55.8% vulnerability rate. 1,055 formal proofs of exploitability. 97.8% invisible to industry-standard tools. Security prompts that barely move the needle. Models that know better but don’t do better.
The title of the paper is Broken by Default. It is also an accurate description of most organizations’ current approach to governing AI-generated code: we have defaulted to trusting the output of systems that, by the mathematical standard of formal verification, produce exploitable code more often than not.
Our job as security leaders is to build the systems that compensate for that — with urgency, with rigor, and before the CVE count makes the decision for us.

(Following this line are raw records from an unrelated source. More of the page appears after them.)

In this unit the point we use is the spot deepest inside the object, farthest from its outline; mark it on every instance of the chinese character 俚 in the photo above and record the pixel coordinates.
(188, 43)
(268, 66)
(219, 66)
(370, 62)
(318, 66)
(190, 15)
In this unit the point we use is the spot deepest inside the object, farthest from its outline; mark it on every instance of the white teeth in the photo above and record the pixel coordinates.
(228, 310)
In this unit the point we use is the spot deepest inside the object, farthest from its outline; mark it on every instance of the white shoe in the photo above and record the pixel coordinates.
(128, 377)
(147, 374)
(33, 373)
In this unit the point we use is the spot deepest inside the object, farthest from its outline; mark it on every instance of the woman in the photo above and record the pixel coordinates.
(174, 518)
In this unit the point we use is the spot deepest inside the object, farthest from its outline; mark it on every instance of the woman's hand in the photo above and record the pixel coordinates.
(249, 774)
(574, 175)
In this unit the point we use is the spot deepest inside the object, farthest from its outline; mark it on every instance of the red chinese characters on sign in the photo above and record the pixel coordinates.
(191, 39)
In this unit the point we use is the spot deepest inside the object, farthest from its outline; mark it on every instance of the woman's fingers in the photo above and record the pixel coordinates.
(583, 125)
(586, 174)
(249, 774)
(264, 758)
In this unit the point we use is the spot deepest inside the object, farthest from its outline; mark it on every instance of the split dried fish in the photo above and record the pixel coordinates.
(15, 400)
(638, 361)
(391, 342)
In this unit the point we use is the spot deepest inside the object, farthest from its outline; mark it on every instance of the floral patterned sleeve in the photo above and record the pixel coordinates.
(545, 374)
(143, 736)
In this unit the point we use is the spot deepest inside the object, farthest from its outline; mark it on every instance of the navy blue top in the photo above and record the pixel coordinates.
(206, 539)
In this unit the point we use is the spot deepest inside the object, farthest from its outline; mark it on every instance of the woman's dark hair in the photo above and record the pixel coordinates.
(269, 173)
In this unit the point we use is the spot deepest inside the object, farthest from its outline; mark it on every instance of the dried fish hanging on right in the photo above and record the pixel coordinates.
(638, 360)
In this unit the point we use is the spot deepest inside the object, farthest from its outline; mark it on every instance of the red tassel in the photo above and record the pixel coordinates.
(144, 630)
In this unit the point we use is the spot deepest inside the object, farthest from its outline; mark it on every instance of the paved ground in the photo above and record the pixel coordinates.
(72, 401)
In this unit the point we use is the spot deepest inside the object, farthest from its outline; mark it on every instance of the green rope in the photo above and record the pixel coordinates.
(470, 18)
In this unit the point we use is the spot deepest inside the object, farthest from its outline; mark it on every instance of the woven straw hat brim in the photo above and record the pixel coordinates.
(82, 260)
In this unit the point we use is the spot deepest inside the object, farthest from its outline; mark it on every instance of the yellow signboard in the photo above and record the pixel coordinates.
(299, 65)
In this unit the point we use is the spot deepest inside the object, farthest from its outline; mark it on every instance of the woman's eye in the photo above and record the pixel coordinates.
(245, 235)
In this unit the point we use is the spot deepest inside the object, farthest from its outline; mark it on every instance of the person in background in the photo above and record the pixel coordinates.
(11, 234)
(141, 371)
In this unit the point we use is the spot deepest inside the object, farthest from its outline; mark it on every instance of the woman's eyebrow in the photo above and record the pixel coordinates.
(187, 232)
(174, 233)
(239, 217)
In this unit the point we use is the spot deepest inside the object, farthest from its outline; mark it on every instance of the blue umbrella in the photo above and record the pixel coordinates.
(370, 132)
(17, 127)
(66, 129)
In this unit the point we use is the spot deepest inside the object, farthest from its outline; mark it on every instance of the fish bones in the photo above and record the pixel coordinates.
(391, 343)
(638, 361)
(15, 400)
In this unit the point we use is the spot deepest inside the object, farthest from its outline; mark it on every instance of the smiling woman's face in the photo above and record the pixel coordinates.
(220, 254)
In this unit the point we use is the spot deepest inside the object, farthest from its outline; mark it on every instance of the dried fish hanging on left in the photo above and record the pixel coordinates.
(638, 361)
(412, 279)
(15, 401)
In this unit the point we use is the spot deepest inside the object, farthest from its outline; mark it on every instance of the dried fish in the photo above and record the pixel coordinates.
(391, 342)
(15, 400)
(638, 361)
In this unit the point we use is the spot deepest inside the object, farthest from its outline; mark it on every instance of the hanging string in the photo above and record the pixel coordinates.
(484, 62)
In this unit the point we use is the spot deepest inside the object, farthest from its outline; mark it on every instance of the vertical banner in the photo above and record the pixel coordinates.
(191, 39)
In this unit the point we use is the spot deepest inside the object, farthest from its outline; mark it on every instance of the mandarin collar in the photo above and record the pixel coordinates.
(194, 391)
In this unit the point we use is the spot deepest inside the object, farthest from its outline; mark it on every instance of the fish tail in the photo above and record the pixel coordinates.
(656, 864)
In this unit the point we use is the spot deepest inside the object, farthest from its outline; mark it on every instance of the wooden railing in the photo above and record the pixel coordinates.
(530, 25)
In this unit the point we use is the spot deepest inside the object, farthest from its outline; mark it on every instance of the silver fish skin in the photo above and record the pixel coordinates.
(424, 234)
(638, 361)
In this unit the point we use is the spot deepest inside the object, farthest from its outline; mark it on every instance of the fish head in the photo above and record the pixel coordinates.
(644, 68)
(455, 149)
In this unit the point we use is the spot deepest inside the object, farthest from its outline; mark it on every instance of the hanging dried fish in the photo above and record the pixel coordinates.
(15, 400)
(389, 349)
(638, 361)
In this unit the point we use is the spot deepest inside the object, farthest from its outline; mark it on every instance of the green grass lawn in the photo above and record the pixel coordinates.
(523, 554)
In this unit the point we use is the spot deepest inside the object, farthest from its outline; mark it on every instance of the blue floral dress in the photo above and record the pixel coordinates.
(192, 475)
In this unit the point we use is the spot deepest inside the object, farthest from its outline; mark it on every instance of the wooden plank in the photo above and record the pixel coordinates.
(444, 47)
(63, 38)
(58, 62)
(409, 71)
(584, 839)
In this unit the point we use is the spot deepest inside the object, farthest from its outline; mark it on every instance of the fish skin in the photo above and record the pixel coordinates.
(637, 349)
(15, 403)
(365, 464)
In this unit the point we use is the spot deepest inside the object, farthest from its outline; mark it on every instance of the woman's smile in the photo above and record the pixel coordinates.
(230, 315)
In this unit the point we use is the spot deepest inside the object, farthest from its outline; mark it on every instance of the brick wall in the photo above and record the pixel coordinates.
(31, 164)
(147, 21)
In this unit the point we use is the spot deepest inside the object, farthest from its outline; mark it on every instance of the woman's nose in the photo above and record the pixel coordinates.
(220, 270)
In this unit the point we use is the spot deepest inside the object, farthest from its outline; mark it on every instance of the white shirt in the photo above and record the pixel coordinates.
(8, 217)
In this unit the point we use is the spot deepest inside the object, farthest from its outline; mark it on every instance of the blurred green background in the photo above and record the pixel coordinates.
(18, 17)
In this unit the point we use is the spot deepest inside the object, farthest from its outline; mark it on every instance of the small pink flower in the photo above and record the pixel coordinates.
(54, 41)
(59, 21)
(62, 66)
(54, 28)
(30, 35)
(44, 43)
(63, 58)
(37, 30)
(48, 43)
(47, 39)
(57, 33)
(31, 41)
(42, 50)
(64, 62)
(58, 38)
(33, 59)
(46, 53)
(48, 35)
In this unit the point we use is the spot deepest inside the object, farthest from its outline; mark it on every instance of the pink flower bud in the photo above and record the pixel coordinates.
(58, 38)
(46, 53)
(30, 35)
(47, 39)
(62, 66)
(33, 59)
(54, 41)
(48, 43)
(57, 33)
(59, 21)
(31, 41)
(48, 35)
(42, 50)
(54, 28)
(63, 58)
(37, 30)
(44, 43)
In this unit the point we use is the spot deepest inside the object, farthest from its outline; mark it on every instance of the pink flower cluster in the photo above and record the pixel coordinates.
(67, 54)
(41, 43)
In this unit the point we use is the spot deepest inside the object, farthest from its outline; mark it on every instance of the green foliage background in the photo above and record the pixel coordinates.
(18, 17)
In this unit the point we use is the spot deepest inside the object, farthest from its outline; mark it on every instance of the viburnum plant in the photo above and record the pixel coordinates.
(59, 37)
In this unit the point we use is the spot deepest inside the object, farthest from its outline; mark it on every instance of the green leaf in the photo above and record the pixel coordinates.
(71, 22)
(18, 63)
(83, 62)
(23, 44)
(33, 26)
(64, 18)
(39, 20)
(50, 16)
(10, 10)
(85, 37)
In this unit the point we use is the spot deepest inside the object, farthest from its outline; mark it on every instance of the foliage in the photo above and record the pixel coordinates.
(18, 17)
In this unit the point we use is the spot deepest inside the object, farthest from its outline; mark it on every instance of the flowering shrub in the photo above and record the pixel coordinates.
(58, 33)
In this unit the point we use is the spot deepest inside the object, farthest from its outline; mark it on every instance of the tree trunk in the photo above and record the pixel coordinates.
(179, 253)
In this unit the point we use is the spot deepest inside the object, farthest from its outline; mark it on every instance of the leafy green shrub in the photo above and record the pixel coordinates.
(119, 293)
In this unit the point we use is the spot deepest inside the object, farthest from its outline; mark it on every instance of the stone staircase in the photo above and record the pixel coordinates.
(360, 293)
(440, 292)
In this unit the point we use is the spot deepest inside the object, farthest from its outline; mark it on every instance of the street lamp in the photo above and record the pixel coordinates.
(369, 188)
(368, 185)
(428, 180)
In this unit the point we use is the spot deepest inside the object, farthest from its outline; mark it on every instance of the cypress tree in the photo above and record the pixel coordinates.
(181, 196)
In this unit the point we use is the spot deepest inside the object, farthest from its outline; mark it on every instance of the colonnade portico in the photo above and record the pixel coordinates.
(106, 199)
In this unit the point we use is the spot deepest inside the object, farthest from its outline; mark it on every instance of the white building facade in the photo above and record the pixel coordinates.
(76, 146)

- AI-generated code is insecure by default — 55.8% vulnerability rate across 7 models, with 1,055 formally proven exploitable findings
- Security prompts reduce vulnerability rates by only 4 points — this is not a compensating control
- Six industry SAST tools combined miss 97.8% of Z3-proven vulnerabilities — a structural blind spot, not a configuration issue
- Models detect 78.7% of their own vulnerabilities in review mode — useful as a layer, insufficient as a solution
- Formal verification (Z3 SMT solving) is the only methodology that establishes ground-truth exploitability at scale
- Treat AI-generated code as untrusted input. Gate downstream. Brief the board. Act now.
Study: Blain & Noiseux, Broken by Default: A Formal Verification Study of Security Vulnerabilities in AI-Generated Code, arXiv:2604.05292v2, April 2026. Dataset: github.com/dom-omg/bbd-dataset. Prompts and scripts: github.com/dom-omg/broken-by-default.
Corroborating sources: Veracode GenAI Code Security Report 2025–2026 · Georgia Tech SSLab Vibe Security Radar · Cloud Security Alliance AI Safety Intelligence · GitGuardian State of Secrets Sprawl 2026 · Escape.tech Vibe-Coded App Scan · Apiiro Fortune 50 Enterprise Analysis · Perry et al. (ACM CCS 2023) · Pearce et al. (IEEE S&P 2022).
Nandkishor is a Principal Security Architect / Security Leader. Views expressed are their own.